The correlations between input and output variables as well as among input variables are presented in Fig.2. There are different correlations among input variables, including high and low correlation. Among input variables, there is a quite high correlation between silica fume and cement content with |R| = 0.6. This is because silica fume is one type of supplementary replacement for cement content. Regarding the correlation between input variables and output, there is a high correlation between depth of measurement and chloride content with |R| = 0.7. This is because in fact as the measurement depth increases, the chloride content decreases. In addition, a fair correlation is found between W/B and output. Besides, it can be observed that based on the R values (R = 0), two features (cement content and time exposure) are independent of output. This may be caused by the limitation of the classical measure of dependence, such as the Pearson correlation coefficient, which is mainly sensitive to a linear relationship between two variables.

Indeed, the correlations between pairs of variables and output are not linear. Distance Correlation (DC) was introduced by Székely et al. [35] to address this deficiency of Pearson’s correlation. Pearson correlation coefficient R equal to zero (R = 0) (uncorrelatedness) does not imply independence, while DC equal to zero (DC = 0) implies independence. The DC between input and output variables is presented in Fig.3. Among input variables, the highest DC (DC = 0.73) is found between cement content and silica fume. The highest DC between input and output was found between depth of measurement and chloride content (DC = 0.67), followed by exposure condition and the chloride content (DC = 0.44). The lowest DC is obtained between time exposure and chloride with DC = 0.11.

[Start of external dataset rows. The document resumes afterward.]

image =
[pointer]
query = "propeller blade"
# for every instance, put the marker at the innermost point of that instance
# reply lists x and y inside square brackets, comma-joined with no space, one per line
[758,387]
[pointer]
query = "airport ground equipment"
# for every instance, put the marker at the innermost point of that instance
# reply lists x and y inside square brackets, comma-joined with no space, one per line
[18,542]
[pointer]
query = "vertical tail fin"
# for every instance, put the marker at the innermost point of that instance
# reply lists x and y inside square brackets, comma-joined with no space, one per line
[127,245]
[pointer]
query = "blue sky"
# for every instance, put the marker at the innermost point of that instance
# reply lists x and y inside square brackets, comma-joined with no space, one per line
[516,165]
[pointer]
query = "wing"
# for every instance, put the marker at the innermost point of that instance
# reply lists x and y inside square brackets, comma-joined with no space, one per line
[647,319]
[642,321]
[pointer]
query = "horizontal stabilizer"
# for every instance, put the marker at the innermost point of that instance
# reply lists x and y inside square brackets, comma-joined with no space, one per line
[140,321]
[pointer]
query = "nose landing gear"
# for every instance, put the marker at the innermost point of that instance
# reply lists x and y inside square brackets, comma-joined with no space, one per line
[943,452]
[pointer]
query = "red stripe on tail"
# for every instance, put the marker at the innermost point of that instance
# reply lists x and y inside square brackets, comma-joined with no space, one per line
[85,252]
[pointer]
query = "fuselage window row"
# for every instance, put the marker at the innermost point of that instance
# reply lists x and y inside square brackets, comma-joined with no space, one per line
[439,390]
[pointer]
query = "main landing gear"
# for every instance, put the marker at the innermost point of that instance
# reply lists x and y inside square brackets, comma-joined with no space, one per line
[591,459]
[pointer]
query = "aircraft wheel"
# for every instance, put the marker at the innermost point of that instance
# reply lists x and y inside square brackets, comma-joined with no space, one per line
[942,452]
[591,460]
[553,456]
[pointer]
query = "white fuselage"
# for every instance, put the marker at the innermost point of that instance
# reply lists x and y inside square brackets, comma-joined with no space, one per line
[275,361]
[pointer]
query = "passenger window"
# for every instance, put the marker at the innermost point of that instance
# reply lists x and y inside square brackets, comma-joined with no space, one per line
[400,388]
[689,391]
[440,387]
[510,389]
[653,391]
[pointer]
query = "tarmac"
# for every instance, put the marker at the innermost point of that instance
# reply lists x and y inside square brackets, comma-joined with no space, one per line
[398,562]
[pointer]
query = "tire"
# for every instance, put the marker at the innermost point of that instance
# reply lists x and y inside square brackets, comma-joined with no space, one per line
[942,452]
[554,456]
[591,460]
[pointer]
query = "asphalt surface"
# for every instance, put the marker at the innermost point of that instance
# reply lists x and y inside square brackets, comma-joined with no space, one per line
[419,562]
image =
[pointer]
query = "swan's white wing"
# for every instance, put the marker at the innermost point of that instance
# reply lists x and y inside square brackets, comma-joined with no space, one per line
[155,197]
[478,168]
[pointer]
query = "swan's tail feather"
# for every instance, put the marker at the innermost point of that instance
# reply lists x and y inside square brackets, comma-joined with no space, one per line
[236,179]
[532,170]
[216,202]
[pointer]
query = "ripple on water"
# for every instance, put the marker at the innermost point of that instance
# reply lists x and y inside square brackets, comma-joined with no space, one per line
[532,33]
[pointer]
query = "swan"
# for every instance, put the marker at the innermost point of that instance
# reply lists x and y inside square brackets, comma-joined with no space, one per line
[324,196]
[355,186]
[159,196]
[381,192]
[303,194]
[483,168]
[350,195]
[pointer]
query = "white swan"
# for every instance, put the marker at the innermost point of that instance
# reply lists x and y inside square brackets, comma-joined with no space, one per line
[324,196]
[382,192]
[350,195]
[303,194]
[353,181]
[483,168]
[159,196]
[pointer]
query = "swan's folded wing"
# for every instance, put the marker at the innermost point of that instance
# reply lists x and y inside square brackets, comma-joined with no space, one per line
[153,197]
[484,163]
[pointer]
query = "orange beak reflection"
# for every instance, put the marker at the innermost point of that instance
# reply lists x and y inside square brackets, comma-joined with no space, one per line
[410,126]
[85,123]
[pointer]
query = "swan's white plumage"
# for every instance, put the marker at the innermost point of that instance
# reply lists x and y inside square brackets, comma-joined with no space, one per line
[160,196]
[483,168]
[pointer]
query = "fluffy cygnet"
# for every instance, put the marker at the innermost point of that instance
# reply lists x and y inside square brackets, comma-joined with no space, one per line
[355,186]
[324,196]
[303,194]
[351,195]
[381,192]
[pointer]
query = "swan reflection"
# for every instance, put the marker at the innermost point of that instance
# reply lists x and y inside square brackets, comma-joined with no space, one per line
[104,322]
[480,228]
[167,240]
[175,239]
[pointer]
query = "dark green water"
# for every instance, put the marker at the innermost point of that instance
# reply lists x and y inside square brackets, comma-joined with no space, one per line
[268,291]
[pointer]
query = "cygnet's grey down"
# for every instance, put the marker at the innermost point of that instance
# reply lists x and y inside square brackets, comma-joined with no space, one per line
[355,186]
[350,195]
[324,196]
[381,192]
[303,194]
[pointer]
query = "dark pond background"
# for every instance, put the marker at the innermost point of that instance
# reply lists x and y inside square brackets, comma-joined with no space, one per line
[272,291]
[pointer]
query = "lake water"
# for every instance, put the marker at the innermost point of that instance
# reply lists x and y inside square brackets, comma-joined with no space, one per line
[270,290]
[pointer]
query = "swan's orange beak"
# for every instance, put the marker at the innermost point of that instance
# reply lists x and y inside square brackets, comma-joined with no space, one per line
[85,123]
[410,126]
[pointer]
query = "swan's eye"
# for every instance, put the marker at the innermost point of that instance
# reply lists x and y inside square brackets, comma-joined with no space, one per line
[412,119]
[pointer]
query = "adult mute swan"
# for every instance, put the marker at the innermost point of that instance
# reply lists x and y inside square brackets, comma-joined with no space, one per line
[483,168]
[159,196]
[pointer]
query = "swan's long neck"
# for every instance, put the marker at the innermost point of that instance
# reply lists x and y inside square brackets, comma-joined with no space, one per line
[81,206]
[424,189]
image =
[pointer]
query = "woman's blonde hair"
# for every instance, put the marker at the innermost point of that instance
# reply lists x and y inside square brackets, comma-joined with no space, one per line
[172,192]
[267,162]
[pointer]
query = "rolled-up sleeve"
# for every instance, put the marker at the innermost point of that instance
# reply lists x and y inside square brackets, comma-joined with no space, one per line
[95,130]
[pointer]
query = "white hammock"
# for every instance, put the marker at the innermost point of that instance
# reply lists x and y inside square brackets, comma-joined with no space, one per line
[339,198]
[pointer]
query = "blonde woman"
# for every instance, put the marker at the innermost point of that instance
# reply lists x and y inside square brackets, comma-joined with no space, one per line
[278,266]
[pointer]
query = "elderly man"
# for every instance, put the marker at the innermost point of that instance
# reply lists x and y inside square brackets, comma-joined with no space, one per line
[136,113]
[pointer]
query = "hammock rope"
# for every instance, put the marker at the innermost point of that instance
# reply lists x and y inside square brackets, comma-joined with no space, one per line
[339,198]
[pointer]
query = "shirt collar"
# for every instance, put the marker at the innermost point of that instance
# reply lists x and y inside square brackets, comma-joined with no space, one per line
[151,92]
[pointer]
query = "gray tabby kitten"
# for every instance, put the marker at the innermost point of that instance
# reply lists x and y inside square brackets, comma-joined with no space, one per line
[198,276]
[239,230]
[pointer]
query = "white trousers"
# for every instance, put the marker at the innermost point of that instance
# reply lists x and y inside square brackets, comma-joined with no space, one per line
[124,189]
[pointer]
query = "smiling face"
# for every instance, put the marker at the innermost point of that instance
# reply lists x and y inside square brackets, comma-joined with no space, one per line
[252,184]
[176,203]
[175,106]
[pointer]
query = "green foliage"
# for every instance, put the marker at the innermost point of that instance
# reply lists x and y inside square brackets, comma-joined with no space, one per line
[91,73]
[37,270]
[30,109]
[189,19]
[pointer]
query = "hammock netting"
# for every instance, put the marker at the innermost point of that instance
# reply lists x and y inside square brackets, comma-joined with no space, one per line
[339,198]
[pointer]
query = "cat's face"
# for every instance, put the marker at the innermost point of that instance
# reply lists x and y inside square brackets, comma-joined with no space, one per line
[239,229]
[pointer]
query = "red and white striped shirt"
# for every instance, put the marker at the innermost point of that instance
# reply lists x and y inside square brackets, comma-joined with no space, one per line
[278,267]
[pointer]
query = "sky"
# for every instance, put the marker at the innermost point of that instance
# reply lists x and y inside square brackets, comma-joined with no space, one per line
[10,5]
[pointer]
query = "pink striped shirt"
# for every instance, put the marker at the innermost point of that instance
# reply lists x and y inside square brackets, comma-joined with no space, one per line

3 Machine learning methods

3.1 Artificial neural network

ANNs are computing architectures based on the physiology of animal brains consisting of many simple processors that operate in parallel (neurons), which are interconnected by a system of axons and dendrites through which simple signals are exchanged. The neurons become units, and interconnections become links in the case of an ANN, thereby becoming a vast simplification of brain anatomy.

Nodes in ANN are like neurons and are connected to other nodes. When the input to a node exceeds a threshold, it will output a signal. Multilayer perceptron is a class of ANN [22], where multiple layers of neurons are established. These layers are classified into three types: input, output, and hidden layers. Input layers consist of all the input parameters in the given database, and the output layer consists of the output parameters. Hidden layers are processing layers in between the input and output layers. The layers are interconnected to each other and are associated with different weights. ANNs are trained using a learning function where ANN is updated until the error is within a tolerance limit. The components and working of the ANN algorithm are illustrated in Fig.4. The input layer in this study has six nodes while the output layer is a single node. The detailed parameter information of the ANN used in this study can be found in Section 5.

3.2 Random forest

The RF algorithm is an example of an ensemble bagging technique, where multiple DT are used for the classification and regression of data [36]. In ensemble bagging (bootstrapping) multiple subsets are randomly sampled from the primary database with replacement, and DTs are applied on each of these subsets. The outcomes from all these DTs are averaged to find the outcome of the RF algorithm. The accuracy of the regression/prediction increases as the number of subsets increases. This method eliminates overfitting observed in the application of DTs. A flow chart showing the different stages of the RF algorithm is given in Fig.5.

3.3 Gradient boosting

The GB algorithm also uses multiple DTs for classification and regression of data, but unlike RF algorithm, it uses an ensemble boosting technique [37]. In this algorithm, a new improved predictor is estimated progressively at each DT. The predictors from a DT are boosted sequentially. At each stage, the error obtained in the previous stage is modified. This model is very flexible and leads to an accurate solution faster. However, this model can lead to overfitting if iterations are allowed to continue to reduce all errors.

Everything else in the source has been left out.